I knew from experience and past struggles that I needed to get my act together spiritually to be able to deal with the forthcoming challenges. I remember my good friend Roni telling me, “Nu va fi usor pentru voi sa faceti asta pentru Ioana.” (It won’t be easy for your family to do this for Ioana) I took those words to heart. Roni has more experience as a house father in a children’s home than any other man in Romania.
Each morning I got busy or I should say began my day less busy. Arise, brush my teeth, go downstairs. Feed the dogs, start the coffee, start the oatmeal for me and Pam. Sit down, open up My Utmost for His Highest by Oswald Chambers, (dog eared, highlighted and marked up from years of use) open my bible (now digital on my phone), open my journal (still paper) and grab my uni-ball .7mm pen because I like the flow of gel ink from a broader point on the pages. Some days I sit and stare. Some days words come easy. Some days the prayers are simple. But each morning I seek one thing from God. Peace. I don’t care about answered prayers or requests. Some days I don’t even care about Ioana! God, show me a glimmer of your heart. Show me where I need to be first, before I step forth in the rest of the day.

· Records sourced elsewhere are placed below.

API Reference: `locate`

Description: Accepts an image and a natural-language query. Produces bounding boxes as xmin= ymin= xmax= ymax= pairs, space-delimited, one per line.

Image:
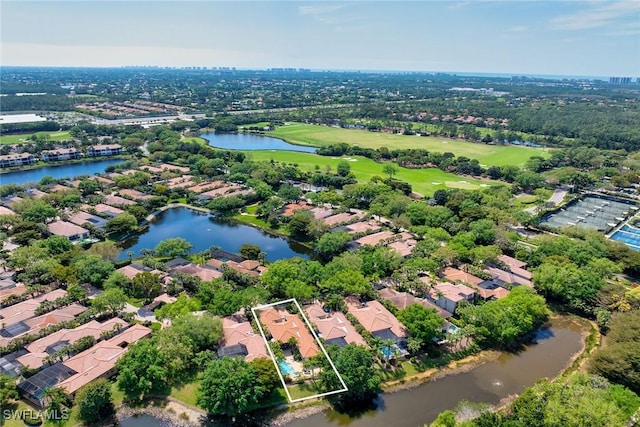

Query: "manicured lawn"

xmin=170 ymin=381 xmax=199 ymax=407
xmin=246 ymin=151 xmax=499 ymax=196
xmin=181 ymin=136 xmax=207 ymax=145
xmin=0 ymin=131 xmax=72 ymax=145
xmin=267 ymin=123 xmax=548 ymax=167
xmin=287 ymin=382 xmax=322 ymax=400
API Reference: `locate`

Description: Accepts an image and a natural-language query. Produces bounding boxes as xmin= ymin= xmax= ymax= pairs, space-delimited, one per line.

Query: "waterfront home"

xmin=344 ymin=296 xmax=408 ymax=344
xmin=378 ymin=287 xmax=451 ymax=319
xmin=86 ymin=144 xmax=123 ymax=157
xmin=25 ymin=188 xmax=48 ymax=199
xmin=304 ymin=302 xmax=367 ymax=347
xmin=118 ymin=189 xmax=154 ymax=202
xmin=17 ymin=317 xmax=129 ymax=369
xmin=168 ymin=260 xmax=223 ymax=281
xmin=259 ymin=307 xmax=320 ymax=359
xmin=218 ymin=314 xmax=269 ymax=362
xmin=207 ymin=258 xmax=267 ymax=278
xmin=282 ymin=201 xmax=313 ymax=217
xmin=41 ymin=148 xmax=82 ymax=162
xmin=427 ymin=282 xmax=476 ymax=314
xmin=47 ymin=220 xmax=90 ymax=241
xmin=0 ymin=153 xmax=36 ymax=168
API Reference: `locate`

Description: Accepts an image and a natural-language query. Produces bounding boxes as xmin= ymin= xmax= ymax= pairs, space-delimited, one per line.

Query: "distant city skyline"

xmin=1 ymin=1 xmax=639 ymax=76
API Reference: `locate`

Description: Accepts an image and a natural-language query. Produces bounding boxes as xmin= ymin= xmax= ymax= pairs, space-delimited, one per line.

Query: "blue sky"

xmin=1 ymin=1 xmax=639 ymax=76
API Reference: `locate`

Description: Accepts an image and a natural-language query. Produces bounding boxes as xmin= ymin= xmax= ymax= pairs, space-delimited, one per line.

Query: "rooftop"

xmin=305 ymin=303 xmax=367 ymax=346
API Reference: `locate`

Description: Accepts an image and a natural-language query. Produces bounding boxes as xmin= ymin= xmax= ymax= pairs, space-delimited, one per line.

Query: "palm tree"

xmin=127 ymin=250 xmax=134 ymax=261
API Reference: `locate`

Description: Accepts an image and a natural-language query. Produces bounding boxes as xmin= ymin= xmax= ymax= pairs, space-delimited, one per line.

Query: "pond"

xmin=201 ymin=132 xmax=317 ymax=153
xmin=118 ymin=206 xmax=311 ymax=261
xmin=0 ymin=159 xmax=125 ymax=186
xmin=285 ymin=317 xmax=585 ymax=427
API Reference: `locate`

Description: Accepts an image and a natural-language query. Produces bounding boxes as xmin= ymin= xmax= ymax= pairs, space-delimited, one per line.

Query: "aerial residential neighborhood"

xmin=1 ymin=1 xmax=640 ymax=427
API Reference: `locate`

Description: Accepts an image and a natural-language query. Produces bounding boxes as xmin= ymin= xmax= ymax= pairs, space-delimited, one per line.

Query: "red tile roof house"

xmin=378 ymin=287 xmax=451 ymax=319
xmin=259 ymin=307 xmax=320 ymax=359
xmin=47 ymin=221 xmax=90 ymax=242
xmin=484 ymin=266 xmax=533 ymax=288
xmin=427 ymin=282 xmax=476 ymax=314
xmin=304 ymin=303 xmax=367 ymax=347
xmin=17 ymin=324 xmax=152 ymax=407
xmin=0 ymin=289 xmax=68 ymax=326
xmin=218 ymin=315 xmax=269 ymax=362
xmin=0 ymin=303 xmax=88 ymax=347
xmin=441 ymin=267 xmax=510 ymax=300
xmin=344 ymin=296 xmax=408 ymax=345
xmin=17 ymin=317 xmax=129 ymax=369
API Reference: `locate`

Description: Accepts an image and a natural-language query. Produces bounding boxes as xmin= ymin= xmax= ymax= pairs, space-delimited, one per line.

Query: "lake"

xmin=118 ymin=206 xmax=311 ymax=261
xmin=119 ymin=415 xmax=173 ymax=427
xmin=0 ymin=159 xmax=125 ymax=186
xmin=201 ymin=132 xmax=317 ymax=152
xmin=285 ymin=317 xmax=585 ymax=427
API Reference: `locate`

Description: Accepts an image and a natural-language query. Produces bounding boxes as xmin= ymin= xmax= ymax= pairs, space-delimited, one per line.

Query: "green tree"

xmin=457 ymin=287 xmax=548 ymax=347
xmin=171 ymin=313 xmax=223 ymax=352
xmin=337 ymin=160 xmax=351 ymax=177
xmin=239 ymin=243 xmax=262 ymax=260
xmin=288 ymin=210 xmax=313 ymax=238
xmin=154 ymin=237 xmax=193 ymax=257
xmin=74 ymin=254 xmax=115 ymax=286
xmin=131 ymin=271 xmax=162 ymax=300
xmin=105 ymin=212 xmax=138 ymax=235
xmin=397 ymin=303 xmax=444 ymax=348
xmin=319 ymin=344 xmax=381 ymax=410
xmin=197 ymin=357 xmax=265 ymax=416
xmin=43 ymin=387 xmax=68 ymax=424
xmin=382 ymin=163 xmax=399 ymax=179
xmin=92 ymin=287 xmax=127 ymax=315
xmin=117 ymin=338 xmax=169 ymax=400
xmin=250 ymin=357 xmax=281 ymax=394
xmin=76 ymin=378 xmax=115 ymax=425
xmin=315 ymin=231 xmax=352 ymax=260
xmin=0 ymin=374 xmax=18 ymax=406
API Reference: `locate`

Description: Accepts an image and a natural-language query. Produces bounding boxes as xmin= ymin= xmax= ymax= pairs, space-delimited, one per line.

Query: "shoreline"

xmin=0 ymin=155 xmax=132 ymax=175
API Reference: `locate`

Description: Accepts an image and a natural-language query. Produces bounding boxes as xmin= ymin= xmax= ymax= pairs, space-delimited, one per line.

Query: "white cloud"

xmin=550 ymin=1 xmax=640 ymax=31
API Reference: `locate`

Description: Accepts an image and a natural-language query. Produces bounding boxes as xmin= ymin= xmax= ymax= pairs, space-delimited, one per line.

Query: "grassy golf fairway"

xmin=268 ymin=123 xmax=547 ymax=167
xmin=245 ymin=150 xmax=499 ymax=196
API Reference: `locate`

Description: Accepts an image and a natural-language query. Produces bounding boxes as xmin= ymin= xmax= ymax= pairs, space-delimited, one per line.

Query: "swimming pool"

xmin=278 ymin=360 xmax=296 ymax=376
xmin=610 ymin=225 xmax=640 ymax=252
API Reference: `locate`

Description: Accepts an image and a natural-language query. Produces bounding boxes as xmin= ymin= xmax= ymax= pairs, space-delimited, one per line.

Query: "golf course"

xmin=0 ymin=130 xmax=72 ymax=145
xmin=266 ymin=123 xmax=548 ymax=167
xmin=246 ymin=150 xmax=500 ymax=196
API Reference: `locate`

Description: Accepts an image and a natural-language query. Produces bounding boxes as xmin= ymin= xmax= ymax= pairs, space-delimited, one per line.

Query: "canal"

xmin=285 ymin=316 xmax=585 ymax=427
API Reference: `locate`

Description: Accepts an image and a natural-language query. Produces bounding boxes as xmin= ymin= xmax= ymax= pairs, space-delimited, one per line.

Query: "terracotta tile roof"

After Ioana had been here our small group was meeting on a Sunday night. The discussion had to do with prayer, being less busy and how we pray. I shared that when I found out Ioana was going to stay with us that I needed to make some spiritual adjustments. I knew myself too well that if I didn’t lay down some spiritual groundwork I’d never survive what was coming.
A good friend, Liz, listened as I laid it all out there and confessed to some serious spiritual issues and connectivity with God. “Wow” Liz commented, “in 2004, you brought Ioana to God when she came to live at the Global Hope homes. (For she didn’t know Christ before coming to Global Hope), now in 2012, she is bringing you back to God.”
Liz was right on. Of course, I’ve never walked away from God but for sure I’m not always completely connected. I’m just like anybody else.